Message par : Josephine Campbell, Lun 5 Mar 2018 - 18:18


- Si je te dis non, tu arrêtes de me poser la question ? Je suis ici, dans un endroit formidable, tu es dans mes bras, qu'est ce que tu penses qu'il me faut en plus ?

Peut-être qu'elle s'était montrée trop insistante. Peut-être qu'elle commençait à l'agacer avec cette question qui revenait sans cesse. Mais c'était plus fort qu'elle. Comment aurait-il réagi lui s'il l'avait vu se faire poignarder ? Est ce qu'il se serait senti aussi perdu qu'elle ne l'avait été ?

Jo chassa cette idée de la tête. S'imaginer ce qu'il pouvait ressentir pour elle ou non lui faisait peur.

Au moins, il avait l'air d'apprécier l'endroit, c'était le principal. Elle voulait qu'il se repose ici, et ça avait toujours été l'endroit idéal pour Jo de se couper du monde. Elle n'avait envie qu'il n'y ait que lui et elle, rien d'autre.

Et c'était enfin le cas... Même si dans un coin de sa tête Ellana ne la quittait pas. Jo avait tout fait pour l'éviter ces derniers jours. Elle ne s'était même pas rendue à l'Occamy pour demander ses jours de congé, se contentant seulement d'envoyer un hibou à son patron. Elle ne comprenait pas ce qui avait pu lui passer par la tête. Pourquoi est ce qu'elle avait cherché à lui faire autant de mal ? Il était vrai qu'Ellana pouvait avoir un comportement étrange quelques fois... Comme lorsqu'elle lui avait fait sa demande en mariage par exemple... Mais jamais encore elle n'avait cherché à la blesser. Depuis qu'elles s'étaient rencontrées toutes les deux, il y avait un lien particulier qui s'était crée non ? À moins qu'elle se soit inventé tout ça et fait des idées...

- Mais toi, tu es bien ?

Bien sure qu'elle l'était. Ça ne se voyait pas ?

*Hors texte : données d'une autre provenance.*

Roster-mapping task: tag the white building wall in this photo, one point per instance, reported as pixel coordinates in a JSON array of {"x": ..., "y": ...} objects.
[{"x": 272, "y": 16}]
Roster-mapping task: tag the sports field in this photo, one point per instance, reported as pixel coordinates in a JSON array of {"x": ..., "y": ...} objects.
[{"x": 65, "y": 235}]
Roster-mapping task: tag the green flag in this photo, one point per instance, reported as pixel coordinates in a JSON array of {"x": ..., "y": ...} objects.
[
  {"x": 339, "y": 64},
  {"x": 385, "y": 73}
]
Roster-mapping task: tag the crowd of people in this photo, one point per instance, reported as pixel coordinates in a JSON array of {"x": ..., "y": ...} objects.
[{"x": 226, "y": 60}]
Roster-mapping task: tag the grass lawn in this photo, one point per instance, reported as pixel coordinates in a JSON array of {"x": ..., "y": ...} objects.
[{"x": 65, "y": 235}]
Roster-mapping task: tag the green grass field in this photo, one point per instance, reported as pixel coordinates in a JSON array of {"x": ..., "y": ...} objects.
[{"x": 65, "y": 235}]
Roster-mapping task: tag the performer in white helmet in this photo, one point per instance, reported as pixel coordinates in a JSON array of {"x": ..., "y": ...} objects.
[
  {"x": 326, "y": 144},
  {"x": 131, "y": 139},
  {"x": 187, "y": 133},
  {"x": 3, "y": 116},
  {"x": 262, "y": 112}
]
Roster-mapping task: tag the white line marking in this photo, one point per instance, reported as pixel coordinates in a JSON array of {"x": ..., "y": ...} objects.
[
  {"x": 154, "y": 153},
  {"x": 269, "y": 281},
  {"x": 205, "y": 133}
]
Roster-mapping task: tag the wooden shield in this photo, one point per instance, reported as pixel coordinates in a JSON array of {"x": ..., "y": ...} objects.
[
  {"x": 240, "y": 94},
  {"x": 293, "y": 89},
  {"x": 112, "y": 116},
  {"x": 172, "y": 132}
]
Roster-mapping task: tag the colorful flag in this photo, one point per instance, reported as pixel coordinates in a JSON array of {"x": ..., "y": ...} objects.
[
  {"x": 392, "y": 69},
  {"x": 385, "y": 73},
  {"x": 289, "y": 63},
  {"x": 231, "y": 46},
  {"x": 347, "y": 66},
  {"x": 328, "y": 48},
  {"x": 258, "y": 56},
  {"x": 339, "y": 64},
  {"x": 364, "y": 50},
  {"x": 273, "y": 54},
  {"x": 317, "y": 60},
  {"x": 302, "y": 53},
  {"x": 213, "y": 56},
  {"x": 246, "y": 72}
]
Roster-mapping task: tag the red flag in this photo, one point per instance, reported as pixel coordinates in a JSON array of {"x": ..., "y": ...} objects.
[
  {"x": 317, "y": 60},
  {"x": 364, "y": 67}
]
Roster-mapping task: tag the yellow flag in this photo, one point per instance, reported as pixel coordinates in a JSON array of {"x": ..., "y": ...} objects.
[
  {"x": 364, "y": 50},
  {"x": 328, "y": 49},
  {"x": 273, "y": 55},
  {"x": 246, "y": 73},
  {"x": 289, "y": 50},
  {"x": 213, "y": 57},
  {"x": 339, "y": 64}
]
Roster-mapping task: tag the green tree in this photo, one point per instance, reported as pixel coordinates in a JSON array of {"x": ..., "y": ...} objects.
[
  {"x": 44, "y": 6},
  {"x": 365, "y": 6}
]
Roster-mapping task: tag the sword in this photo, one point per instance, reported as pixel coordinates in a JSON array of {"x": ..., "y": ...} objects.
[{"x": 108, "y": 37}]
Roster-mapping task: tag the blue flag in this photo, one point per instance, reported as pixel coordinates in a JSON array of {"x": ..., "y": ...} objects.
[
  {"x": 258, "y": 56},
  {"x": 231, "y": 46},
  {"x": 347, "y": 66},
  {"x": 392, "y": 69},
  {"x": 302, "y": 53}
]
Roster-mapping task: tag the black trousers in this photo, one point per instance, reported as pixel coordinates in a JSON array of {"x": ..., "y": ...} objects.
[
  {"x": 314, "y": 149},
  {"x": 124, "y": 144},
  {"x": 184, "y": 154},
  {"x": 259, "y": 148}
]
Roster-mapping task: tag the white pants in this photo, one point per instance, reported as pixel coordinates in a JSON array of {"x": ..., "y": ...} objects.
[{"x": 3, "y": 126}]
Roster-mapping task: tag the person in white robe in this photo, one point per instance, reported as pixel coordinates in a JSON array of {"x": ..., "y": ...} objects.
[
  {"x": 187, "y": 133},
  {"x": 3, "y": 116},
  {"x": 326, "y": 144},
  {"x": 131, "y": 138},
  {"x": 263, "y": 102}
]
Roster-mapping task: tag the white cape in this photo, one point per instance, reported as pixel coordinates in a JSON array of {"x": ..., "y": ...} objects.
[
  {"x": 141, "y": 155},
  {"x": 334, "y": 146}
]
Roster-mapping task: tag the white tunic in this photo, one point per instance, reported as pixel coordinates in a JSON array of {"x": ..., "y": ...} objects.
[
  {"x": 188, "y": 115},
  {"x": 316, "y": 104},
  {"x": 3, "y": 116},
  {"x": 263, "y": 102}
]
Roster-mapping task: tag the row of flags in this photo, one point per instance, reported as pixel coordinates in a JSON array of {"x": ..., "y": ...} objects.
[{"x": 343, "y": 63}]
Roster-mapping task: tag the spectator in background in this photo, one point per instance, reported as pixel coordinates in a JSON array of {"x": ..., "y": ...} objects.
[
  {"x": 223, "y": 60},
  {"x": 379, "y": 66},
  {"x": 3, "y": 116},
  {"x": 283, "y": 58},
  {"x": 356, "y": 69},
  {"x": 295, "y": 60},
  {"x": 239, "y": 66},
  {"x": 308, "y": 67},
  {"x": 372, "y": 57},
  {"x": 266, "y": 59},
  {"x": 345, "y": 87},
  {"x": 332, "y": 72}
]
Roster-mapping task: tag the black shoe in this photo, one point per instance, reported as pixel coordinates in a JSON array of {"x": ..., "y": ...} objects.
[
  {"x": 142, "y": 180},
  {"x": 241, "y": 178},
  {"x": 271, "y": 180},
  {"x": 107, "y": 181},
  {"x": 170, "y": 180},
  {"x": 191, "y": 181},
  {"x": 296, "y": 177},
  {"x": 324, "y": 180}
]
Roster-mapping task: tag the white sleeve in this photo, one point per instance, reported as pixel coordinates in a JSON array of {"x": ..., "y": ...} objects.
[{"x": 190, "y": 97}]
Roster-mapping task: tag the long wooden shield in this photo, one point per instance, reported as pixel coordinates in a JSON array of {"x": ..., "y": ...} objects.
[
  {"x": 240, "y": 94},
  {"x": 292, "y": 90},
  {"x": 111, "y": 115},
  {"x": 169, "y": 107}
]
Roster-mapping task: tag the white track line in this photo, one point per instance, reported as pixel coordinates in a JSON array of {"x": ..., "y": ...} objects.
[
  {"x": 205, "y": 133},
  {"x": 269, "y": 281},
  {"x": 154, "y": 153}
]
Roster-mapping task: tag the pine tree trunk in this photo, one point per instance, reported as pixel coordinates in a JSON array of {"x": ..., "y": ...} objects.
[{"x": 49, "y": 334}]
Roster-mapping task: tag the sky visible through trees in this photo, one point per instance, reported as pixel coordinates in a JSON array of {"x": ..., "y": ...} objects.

Jo chassa Ellana de sa tête. Elle ne voulait plus penser à elle. C'était bien trop... douloureux. Et ce n'était pas le moment. Elle était là pour passer du bon temps avec Louis et personne d'autre. La gryffondor sourie au jeune homme à ses côtés.

C'était à la fois agréable et étrange qu'il soit ici. Elle venait de le faire rentrer dans un endroit qui réunissait a la fois tout ce qu'elle aimait et tout ce qui la rendait heureuse. Sans compter que cette maison, elle y avait passé une grande partie de son enfance, et c'était comme se livrer à Louis d'une certaine manière.

Bon sang, ce qu'elle aimait lorsqu'il la touchait comme ça. Sa peau en contact avec la sienne, c'était quelque chose de magique. Il ne devait même pas se rendre compte à quel point elle appréciait cela.

- Je suis désolé...

Jo qui soufflait sur sa tasse de chocolat chaud et qui s'apprêtait à en boire une gorgée fut stoppée dans son élan.

- Désolé pour quoi ? Tu n'aimes pas le chocolat chaud ?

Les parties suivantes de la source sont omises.